Moreover, the court clarified that this determination should not be conflated with a prior issue where the District Court deemed the Medicare productivity screen arbitrary and capricious due to irregularities in the administrative record. The appellate court refrained from taking a position on that prior conclusion. It emphasized that assessing whether a state provision meets "reasonable and related" costs under the Medicaid statute is distinct from evaluating the validity of a federal provision under the Administrative Procedure Act.
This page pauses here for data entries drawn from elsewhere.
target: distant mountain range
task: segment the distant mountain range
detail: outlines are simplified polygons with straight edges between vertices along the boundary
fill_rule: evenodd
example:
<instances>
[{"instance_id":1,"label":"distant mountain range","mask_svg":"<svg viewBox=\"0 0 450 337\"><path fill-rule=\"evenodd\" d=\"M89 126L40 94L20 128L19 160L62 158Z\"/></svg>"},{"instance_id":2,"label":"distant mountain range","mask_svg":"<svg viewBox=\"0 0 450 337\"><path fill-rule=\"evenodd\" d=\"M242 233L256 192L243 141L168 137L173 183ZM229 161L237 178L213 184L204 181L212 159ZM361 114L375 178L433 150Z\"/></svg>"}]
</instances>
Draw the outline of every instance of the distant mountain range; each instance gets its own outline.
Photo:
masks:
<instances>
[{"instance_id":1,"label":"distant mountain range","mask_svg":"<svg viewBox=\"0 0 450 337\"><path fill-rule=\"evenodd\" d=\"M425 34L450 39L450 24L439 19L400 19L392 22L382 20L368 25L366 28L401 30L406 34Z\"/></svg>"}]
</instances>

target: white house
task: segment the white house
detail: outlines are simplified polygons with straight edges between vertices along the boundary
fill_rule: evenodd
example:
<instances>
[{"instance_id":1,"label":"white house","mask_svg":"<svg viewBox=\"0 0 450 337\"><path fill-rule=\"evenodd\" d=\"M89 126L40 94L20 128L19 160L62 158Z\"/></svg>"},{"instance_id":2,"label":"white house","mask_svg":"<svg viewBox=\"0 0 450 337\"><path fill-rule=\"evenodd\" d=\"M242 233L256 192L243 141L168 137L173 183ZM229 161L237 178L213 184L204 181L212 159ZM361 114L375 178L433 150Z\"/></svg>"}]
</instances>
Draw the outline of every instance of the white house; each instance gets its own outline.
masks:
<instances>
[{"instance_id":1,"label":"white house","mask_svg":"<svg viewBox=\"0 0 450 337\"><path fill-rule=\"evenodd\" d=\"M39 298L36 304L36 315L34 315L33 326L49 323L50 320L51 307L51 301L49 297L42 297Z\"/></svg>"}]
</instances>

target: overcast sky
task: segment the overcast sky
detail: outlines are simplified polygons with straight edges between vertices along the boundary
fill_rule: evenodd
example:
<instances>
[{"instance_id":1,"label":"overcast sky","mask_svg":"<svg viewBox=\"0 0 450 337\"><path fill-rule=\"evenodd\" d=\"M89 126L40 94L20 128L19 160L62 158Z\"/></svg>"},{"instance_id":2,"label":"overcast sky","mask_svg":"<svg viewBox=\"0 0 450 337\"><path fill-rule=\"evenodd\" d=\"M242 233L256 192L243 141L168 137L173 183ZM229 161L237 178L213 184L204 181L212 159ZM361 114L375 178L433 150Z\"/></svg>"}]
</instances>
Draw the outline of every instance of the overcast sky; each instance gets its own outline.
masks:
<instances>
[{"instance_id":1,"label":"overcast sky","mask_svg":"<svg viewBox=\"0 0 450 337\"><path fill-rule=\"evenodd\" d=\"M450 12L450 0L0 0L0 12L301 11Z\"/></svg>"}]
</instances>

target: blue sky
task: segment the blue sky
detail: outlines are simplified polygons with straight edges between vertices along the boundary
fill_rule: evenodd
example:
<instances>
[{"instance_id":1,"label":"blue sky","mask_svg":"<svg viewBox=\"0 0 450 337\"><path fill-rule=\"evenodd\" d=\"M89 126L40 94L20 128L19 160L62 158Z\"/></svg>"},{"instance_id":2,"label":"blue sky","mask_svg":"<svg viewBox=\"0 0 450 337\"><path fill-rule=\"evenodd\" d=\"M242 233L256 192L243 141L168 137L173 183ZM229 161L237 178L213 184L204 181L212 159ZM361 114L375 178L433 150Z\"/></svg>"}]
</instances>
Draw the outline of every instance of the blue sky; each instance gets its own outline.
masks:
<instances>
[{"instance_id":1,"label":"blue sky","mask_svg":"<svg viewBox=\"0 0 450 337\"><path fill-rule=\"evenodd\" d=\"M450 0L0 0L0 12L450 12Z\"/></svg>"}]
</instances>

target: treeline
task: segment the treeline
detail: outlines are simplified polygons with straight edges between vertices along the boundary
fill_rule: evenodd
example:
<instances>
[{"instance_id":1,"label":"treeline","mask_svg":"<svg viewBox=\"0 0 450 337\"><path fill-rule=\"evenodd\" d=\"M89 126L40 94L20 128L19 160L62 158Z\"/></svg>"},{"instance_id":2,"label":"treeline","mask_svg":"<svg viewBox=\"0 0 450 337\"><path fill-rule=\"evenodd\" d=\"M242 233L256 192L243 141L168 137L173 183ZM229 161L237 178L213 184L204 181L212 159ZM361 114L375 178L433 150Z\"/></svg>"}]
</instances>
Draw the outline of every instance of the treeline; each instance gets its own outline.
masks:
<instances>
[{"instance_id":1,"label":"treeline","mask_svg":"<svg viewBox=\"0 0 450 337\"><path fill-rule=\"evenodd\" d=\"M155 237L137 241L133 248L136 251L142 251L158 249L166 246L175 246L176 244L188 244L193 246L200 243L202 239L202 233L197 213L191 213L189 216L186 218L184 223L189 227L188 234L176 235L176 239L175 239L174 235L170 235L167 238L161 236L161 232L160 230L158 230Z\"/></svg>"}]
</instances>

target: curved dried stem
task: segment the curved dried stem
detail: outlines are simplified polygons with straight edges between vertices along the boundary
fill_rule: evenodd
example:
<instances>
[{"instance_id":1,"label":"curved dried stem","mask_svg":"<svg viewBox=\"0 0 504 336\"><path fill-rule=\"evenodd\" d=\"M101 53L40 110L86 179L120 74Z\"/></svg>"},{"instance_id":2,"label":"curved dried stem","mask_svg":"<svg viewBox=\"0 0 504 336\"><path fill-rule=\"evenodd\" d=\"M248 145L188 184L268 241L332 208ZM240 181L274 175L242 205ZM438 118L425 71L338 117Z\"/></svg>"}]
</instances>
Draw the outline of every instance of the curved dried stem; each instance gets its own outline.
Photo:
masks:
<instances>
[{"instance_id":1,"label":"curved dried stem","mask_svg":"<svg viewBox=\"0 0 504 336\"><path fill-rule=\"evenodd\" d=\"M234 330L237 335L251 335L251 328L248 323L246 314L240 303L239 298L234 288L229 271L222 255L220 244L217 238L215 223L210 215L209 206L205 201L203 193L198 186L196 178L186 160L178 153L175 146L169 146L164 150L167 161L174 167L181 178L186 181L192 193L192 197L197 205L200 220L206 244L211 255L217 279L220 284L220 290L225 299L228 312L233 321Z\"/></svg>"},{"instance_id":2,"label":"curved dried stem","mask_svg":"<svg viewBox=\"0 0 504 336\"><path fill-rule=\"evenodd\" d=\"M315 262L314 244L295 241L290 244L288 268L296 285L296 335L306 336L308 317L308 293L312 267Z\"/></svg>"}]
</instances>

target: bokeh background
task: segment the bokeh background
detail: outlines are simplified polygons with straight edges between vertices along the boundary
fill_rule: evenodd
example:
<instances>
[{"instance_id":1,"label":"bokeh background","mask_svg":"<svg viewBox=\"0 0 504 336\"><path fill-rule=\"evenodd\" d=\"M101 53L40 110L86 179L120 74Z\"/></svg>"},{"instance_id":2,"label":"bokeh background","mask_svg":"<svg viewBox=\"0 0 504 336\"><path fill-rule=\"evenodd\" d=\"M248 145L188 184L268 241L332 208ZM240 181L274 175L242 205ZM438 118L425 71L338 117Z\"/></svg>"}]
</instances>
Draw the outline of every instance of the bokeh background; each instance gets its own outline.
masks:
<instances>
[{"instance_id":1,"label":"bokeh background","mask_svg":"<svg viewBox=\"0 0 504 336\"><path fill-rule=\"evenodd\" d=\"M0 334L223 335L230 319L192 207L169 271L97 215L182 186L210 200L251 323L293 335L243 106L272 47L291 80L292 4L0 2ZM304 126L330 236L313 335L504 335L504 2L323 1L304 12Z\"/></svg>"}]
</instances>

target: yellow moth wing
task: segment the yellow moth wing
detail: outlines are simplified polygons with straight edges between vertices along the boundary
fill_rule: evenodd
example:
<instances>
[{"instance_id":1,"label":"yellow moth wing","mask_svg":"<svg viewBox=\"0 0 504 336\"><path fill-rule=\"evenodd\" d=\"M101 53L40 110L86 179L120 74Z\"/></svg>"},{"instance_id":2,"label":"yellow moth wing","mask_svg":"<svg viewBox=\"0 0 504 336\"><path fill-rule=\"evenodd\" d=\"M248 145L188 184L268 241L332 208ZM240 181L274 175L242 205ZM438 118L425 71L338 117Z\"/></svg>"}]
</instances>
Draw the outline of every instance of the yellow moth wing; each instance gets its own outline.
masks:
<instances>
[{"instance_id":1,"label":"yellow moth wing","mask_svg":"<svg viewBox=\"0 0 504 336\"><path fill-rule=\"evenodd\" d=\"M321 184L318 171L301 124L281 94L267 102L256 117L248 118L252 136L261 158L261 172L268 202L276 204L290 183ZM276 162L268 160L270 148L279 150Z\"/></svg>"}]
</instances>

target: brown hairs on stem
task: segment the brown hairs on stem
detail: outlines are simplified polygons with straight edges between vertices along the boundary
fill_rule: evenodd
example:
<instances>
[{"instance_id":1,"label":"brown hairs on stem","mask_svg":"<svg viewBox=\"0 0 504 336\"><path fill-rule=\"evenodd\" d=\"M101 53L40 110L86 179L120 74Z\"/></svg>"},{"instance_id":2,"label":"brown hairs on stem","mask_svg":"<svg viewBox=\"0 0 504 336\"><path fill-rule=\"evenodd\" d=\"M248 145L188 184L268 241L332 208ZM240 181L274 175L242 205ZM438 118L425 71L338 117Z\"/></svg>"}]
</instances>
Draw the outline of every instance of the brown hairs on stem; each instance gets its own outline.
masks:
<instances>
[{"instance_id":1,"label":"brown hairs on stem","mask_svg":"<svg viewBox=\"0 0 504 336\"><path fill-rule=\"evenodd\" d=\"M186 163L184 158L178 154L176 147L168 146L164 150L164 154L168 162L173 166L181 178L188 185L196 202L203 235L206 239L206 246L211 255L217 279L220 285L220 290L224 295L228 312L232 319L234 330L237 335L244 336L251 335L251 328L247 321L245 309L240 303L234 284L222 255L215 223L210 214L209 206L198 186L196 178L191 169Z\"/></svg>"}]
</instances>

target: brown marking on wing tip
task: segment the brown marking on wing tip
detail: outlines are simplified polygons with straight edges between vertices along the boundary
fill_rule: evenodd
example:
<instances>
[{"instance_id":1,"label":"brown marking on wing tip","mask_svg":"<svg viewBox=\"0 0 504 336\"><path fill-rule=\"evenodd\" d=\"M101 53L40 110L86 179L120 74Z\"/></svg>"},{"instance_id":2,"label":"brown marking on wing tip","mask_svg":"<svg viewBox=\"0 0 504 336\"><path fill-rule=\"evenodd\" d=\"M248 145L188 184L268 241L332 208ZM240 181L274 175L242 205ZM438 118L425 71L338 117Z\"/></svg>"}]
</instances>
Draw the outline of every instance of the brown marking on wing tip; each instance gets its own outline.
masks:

On remand, the District Court must reassess the role of CMS's approval of the Connecticut State Plan in determining the reasonableness of the productivity screen. The lack of deference previously given to CMS's approval is no longer relevant, as the appellate court has reversed that interpretation. The District Court should contemplate whether to defer to the Secretary's implicit judgment that the state plan aligns with federal law, while keeping in mind that deference is not a mere formality. In its assessment, the District Court may take into account materials submitted by Connecticut and factors evaluated by CMS. The judgment of the District Court is reversed and remanded for further proceedings consistent with these findings.
A provider with 900 annual visits, below the state's productivity threshold of 1,000, would receive only 90% of their expected payment. There is consensus that "Medicare productivity standards" include criteria from CMS manuals. The record does not clarify if CMS was aware of the implications of Conn. Gen.Stat. § 17b-245a before 2001. Although the Amended Complaint questions CMS's approval of the Plan, CMS is not a defendant in the case. It remains uncertain if CHC's payments for 1999 and 2000 were reduced, and CHC does not seek retrospective relief or challenge previous actions of CDSS for lack of a formal amendment to its Plan. The District Court's summary judgment is reviewed de novo, noting it lacked an amicus brief from the United States that clarified CMS's stance. Interpretation of Medicaid regulations from such briefs may receive judicial deference. Additionally, other state plans approved by CMS incorporate Medicare FQHC reimbursement principles, indicating a precedent for using Medicare reimbursement guidelines to determine reasonable costs.